The hybrid function to which Arnold refers, is a software-based solution that allows his GT-500 total station to provide capabilities for both GNSS positioning and optical robotic measurement on one rover pole. Arnold said the minute he got it those onsite distractions no longer became an issue.
“We are currently working a residential development site in Hamburg, south of Buffalo, that features a huge retention pond,” he said. “One day, I was busy laying out for curb with the robotic unit when I was asked to measure for the bottom of the pond. In the past, switching gears like that would have been a time-consuming effort. But with the hybrid solution I walked over and, with literally the press of a button, a prism icon on my controller changed to look like a rover, indicating that I was now using GPS. It’s that easy to flip back and forth between optical and GPS.”
He added that the hybrid solution is also great for dealing with loss of signal caused by foliage canopies or other obstructions. He cited a recent project doing layout for a school with a small courtyard in the center. “It was a small enough area that, if you did a 45° angle, you were hitting top of building,” he said. “Anticipating trouble catching and keeping a GPS signal, I brought the hybrid solution to that job. Doing so, I would say, probably shaved 10-15 hours off the time we were out there.”
Team Effort
Though it would seem that Terratek has excelled on its own, Arnold is quick to correct that misconception, pointing to both Admar Positioning and Topcon as major contributors to his success.
“Admar is fantastic for several reasons,” he said. “One, they answer their phones—a simple act that is hard to come by these days. My contact there, Chad Arva, will always take a call or get back to me within ten minutes. Two, they have experienced people like Mike Conley. Mike has been around since I started, and I have never stumped him with a problem . . . ever. Three, if something goes down, they bring out a loaner within 24 hours—no questions asked. I have two clients who use equipment from a different manufacturer, meaning I have to deal with their dealer. So, I’m able to compare and it is not the same experience at all.”

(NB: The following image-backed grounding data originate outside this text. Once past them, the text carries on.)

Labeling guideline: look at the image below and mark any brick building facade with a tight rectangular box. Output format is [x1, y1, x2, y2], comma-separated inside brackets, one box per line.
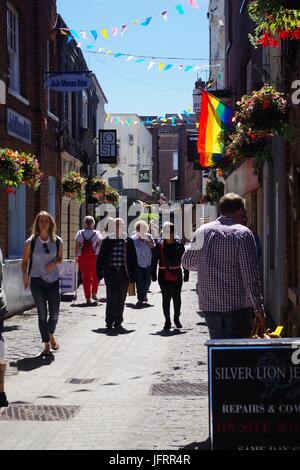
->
[215, 0, 300, 329]
[0, 0, 60, 258]
[145, 118, 201, 204]
[57, 15, 100, 259]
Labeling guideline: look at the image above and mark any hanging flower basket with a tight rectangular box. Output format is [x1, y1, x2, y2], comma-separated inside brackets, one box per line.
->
[104, 187, 120, 207]
[248, 0, 300, 48]
[0, 148, 43, 192]
[61, 171, 87, 202]
[90, 177, 108, 203]
[214, 85, 290, 179]
[0, 149, 23, 189]
[19, 153, 44, 190]
[233, 85, 289, 137]
[203, 177, 225, 205]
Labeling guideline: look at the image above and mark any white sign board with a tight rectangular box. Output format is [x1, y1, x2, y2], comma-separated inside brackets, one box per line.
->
[7, 108, 31, 144]
[193, 89, 202, 115]
[58, 260, 77, 294]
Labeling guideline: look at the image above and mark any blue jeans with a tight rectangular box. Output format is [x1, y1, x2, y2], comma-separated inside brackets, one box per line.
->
[136, 266, 152, 302]
[30, 278, 60, 343]
[203, 308, 255, 339]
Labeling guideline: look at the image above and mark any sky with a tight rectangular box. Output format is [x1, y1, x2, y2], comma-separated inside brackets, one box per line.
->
[56, 0, 209, 117]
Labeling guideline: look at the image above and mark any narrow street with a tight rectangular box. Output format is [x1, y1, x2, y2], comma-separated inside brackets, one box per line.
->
[1, 273, 209, 450]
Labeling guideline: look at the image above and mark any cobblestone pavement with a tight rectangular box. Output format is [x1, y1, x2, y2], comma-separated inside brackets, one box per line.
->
[0, 273, 210, 450]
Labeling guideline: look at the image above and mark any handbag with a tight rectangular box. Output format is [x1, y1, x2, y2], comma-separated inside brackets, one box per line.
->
[160, 242, 180, 282]
[251, 320, 284, 339]
[128, 282, 136, 296]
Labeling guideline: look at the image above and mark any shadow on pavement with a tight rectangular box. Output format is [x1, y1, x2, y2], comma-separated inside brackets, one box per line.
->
[2, 325, 21, 332]
[92, 328, 117, 336]
[134, 303, 154, 309]
[61, 294, 76, 302]
[150, 330, 187, 337]
[10, 354, 55, 372]
[180, 438, 211, 450]
[71, 302, 99, 308]
[114, 328, 135, 335]
[92, 328, 135, 336]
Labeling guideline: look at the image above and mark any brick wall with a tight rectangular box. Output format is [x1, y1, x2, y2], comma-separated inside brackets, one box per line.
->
[225, 0, 263, 100]
[0, 0, 61, 256]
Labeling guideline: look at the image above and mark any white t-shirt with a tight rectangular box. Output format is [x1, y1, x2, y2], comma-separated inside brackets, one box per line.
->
[75, 229, 102, 256]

He added that he cannot overstate how easy it was to build a business, largely because the products Topcon makes available seem geared for an entrepreneurial, engineering-background type like him.
“Everything from their level of support to reasonable pricing to the inherent ease of use made it relatively easy for me to get started and quickly dominate in this area. Without all that, the future wouldn’t look anywhere near as bright for us as it does now. I might have made the most of the opportunities I got, but a lot of people contributed to making those opportunities even possible—and for that I’m grateful.”